Неккер провел рукой по лбу, словно решаясь на что-то, затем поднял к ней свое лицо.
— Нет, — сказал он убежденно и твердо, — он не смеет больше желать!
Она взяла его голову обеими руками, притянула к себе и долго глядела на него.
— Теперь мне хорошо, — блаженно прошептала она, — его любовь — это Оливер! То, что ты хочешь сделать — хорошо. И он знает, что ты делаешь доброе дело, Оливер!
Она отпустила его голову; взгляд ее оторвался от его взгляда, задумчиво и радостно скользнул куда-то вдаль, потом упал на зеркало. Оливер отклонился назад, легко проводя пальцами по ее лбу и вискам. Она еще несколько секунд глядела на свое отражение широко раскрытыми блаженными глазами, потом веки ее опустились, и она уснула сладко как дитя.
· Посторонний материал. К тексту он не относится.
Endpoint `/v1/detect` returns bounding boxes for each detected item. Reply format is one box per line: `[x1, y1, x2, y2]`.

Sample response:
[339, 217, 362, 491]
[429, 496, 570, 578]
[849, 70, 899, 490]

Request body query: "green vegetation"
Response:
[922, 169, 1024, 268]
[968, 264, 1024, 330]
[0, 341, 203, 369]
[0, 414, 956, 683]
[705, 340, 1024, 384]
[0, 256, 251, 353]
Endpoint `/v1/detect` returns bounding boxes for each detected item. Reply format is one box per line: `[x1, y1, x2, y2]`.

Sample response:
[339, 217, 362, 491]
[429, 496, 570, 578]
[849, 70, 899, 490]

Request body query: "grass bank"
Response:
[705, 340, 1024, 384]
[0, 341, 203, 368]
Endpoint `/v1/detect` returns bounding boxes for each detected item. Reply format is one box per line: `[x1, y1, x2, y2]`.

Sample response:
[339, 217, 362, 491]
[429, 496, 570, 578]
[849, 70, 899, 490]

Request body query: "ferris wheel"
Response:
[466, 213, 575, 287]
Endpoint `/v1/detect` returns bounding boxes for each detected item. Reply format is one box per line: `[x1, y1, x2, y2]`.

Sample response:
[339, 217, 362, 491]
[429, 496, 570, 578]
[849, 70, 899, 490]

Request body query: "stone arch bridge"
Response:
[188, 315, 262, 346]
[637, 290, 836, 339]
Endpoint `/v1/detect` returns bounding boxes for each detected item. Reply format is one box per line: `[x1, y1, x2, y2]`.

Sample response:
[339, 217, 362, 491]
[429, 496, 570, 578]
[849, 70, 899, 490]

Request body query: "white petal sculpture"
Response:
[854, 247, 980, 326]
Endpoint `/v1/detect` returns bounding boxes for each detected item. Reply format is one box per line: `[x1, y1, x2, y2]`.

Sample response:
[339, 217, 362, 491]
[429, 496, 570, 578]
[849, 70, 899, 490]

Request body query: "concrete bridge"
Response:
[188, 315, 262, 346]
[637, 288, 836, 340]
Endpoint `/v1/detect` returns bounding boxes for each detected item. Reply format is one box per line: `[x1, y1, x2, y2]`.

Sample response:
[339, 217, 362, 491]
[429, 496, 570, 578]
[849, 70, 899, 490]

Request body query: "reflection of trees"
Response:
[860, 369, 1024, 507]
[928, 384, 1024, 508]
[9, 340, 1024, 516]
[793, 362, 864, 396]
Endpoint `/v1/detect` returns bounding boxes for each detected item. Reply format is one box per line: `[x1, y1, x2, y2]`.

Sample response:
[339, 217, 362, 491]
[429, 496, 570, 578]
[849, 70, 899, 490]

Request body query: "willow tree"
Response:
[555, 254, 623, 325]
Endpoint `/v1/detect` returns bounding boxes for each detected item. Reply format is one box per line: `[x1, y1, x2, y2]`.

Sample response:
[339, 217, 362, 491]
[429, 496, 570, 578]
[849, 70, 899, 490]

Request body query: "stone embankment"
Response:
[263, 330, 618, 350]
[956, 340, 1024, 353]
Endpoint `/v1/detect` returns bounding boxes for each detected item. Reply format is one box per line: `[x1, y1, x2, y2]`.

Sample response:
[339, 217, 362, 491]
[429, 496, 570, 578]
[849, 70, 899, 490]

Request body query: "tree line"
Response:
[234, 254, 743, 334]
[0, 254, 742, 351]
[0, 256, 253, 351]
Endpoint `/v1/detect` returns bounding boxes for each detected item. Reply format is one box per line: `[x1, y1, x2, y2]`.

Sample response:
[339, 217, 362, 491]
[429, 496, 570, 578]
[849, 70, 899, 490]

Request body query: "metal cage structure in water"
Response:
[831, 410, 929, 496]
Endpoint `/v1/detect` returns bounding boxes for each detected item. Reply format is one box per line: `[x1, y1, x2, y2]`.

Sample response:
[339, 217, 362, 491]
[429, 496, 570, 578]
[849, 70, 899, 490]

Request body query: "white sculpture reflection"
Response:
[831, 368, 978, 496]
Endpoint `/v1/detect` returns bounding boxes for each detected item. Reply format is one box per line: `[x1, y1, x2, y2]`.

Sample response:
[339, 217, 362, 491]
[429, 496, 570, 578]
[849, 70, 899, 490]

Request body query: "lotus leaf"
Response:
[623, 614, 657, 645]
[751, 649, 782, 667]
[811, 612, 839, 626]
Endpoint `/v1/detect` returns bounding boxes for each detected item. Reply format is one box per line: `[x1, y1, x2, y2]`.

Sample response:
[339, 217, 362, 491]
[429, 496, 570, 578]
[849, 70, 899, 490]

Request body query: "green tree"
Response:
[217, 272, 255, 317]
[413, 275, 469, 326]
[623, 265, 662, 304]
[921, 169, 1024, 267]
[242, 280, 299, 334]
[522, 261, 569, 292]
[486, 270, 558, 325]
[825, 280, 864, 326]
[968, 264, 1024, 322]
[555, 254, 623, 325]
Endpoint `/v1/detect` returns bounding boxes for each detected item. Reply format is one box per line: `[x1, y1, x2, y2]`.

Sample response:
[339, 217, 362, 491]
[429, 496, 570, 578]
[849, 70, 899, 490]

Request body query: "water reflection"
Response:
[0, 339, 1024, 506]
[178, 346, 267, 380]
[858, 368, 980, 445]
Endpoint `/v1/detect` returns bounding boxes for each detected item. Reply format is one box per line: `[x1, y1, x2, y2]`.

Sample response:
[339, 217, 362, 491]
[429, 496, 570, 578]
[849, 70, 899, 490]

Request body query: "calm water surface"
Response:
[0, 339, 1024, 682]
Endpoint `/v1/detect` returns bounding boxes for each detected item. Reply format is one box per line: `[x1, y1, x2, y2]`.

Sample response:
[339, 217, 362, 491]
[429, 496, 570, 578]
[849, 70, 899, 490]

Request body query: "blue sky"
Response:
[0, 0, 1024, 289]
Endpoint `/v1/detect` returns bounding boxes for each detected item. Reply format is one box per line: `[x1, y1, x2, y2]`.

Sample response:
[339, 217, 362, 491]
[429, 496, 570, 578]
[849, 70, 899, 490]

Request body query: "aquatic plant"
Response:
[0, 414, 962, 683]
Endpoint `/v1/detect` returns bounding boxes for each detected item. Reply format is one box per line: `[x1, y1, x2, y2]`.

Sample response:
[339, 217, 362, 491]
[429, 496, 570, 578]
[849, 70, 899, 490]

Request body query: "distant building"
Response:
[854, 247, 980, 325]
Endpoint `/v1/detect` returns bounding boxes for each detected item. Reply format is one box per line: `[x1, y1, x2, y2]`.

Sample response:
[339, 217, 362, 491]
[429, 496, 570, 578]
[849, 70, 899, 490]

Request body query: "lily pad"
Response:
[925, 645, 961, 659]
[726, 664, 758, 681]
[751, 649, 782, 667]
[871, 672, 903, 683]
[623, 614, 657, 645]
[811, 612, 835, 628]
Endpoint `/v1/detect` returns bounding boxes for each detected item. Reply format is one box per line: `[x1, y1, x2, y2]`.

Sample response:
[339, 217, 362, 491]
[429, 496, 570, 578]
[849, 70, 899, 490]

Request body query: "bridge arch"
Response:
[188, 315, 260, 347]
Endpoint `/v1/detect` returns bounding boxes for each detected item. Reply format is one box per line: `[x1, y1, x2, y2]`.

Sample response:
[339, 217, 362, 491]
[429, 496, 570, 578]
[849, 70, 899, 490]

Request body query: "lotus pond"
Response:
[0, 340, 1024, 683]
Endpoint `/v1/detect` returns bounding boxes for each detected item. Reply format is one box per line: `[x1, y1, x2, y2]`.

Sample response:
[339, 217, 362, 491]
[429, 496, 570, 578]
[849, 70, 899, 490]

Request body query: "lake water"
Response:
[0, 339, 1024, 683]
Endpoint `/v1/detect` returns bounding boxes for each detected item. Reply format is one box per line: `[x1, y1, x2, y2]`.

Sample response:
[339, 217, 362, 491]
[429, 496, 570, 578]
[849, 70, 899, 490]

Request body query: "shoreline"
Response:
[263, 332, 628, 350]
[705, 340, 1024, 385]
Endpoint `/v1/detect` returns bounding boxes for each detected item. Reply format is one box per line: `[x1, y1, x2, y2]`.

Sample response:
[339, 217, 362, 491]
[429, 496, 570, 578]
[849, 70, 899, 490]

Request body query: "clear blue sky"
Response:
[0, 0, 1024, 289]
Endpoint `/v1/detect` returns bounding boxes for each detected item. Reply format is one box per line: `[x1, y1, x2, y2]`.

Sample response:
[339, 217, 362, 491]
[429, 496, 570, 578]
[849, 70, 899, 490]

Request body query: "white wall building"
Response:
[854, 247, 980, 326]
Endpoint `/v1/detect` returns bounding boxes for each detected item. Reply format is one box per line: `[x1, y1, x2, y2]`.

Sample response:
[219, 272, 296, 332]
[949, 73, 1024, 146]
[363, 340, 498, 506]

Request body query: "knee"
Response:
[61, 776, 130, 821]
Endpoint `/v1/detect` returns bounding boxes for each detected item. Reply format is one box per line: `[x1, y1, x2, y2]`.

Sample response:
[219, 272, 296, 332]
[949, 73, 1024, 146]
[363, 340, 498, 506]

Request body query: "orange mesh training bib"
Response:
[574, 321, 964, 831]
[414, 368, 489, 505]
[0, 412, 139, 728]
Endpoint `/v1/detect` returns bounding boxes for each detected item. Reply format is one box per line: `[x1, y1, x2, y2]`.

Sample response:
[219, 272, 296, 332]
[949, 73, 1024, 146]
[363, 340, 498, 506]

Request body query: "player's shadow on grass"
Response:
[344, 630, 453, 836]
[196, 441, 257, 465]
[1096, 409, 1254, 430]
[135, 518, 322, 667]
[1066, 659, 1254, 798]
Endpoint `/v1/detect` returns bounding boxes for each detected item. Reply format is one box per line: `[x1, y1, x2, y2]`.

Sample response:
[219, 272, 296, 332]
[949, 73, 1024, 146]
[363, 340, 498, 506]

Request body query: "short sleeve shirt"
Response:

Голова ее склонилась на чуть приподнятое левое плечо. Рот приоткрылся, короткое дыхание было едва слышно. Оливер, измученный и как-то сразу постаревший, еще посидел немного рядом с нею. Затем он встал, осторожно убрал зеркало с ее колен и поставил его обратно на столик. И он отворил стенной шкапчик, насыпал какого-то порошку на сковородку и сжег это снадобье на столике перед спящей. Сладкий, одурманивающий дым окутал комнату.
Мейстер прошел в горенку к Даниелю Барту.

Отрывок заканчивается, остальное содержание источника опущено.